The Versatile Syd Jensen

by John King

This article appeared in the Summer 2003 issue of New Zealand Sport Flying and was reprinted in the March 2003 issue of the Falco Builders Letter.

Every now and then somebody comes along and makes a mark on a wide range of activities. Countless people put their stamp on a particular field, but only a few are prominent across a broad spectrum even in a country as small as New Zealand, and their names tend to live long after them.

Such a person was Syd Jensen, pilot, aircraft builder, businessman, engineer, racing driver and motorcyclist. Not only did he participate in all these varied activities, but he was also among the top in whatever he did.

"Syd didn't boast, but he knew how good he was, and he knew what he wanted to do," recalls Peter Stone. "He was a meticulous mechanic.
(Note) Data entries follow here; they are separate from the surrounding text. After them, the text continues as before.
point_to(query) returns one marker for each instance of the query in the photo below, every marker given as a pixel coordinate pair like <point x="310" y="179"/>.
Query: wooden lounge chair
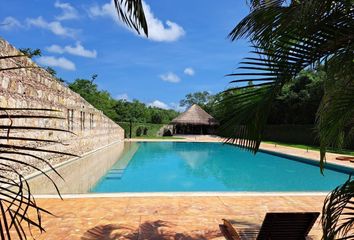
<point x="276" y="226"/>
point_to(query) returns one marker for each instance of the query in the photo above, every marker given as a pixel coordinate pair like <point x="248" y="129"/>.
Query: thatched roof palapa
<point x="195" y="115"/>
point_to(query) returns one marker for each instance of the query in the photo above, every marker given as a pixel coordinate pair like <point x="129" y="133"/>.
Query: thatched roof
<point x="195" y="115"/>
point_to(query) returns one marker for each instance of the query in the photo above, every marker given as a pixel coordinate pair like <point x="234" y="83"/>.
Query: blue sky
<point x="187" y="50"/>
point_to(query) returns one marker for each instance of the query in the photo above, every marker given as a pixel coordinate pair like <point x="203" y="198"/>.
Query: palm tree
<point x="289" y="36"/>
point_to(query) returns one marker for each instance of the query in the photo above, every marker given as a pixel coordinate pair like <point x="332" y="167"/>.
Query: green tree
<point x="204" y="99"/>
<point x="290" y="37"/>
<point x="299" y="100"/>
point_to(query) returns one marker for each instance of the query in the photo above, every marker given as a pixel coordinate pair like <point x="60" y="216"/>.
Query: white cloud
<point x="69" y="12"/>
<point x="55" y="27"/>
<point x="56" y="62"/>
<point x="77" y="50"/>
<point x="158" y="104"/>
<point x="123" y="96"/>
<point x="10" y="23"/>
<point x="170" y="77"/>
<point x="189" y="71"/>
<point x="158" y="31"/>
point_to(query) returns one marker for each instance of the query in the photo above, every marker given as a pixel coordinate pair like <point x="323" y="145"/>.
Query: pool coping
<point x="180" y="194"/>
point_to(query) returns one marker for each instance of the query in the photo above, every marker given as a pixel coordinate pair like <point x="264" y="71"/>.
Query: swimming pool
<point x="212" y="167"/>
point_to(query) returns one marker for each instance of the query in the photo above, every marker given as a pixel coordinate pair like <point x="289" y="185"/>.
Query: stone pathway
<point x="163" y="217"/>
His bikes and his workshops were all clean and gleaming."

One of the things the young Syd Jensen wanted to do was fly. His military career during World War 2 started in the army, but he transferred to the RNZAF and was ready to go to Canada for the advanced phase of his training when the war ended.

His father, Harold, had been a champion racing cyclist, but the young Syd had mechanical devices in mind for his sporting activities and bought a 1939 Triumph Tiger 100 road machine.

He rode it to victory in the first postwar meeting at Cust, against a large number of specialist racing motorbikes, which set the scene for his short career.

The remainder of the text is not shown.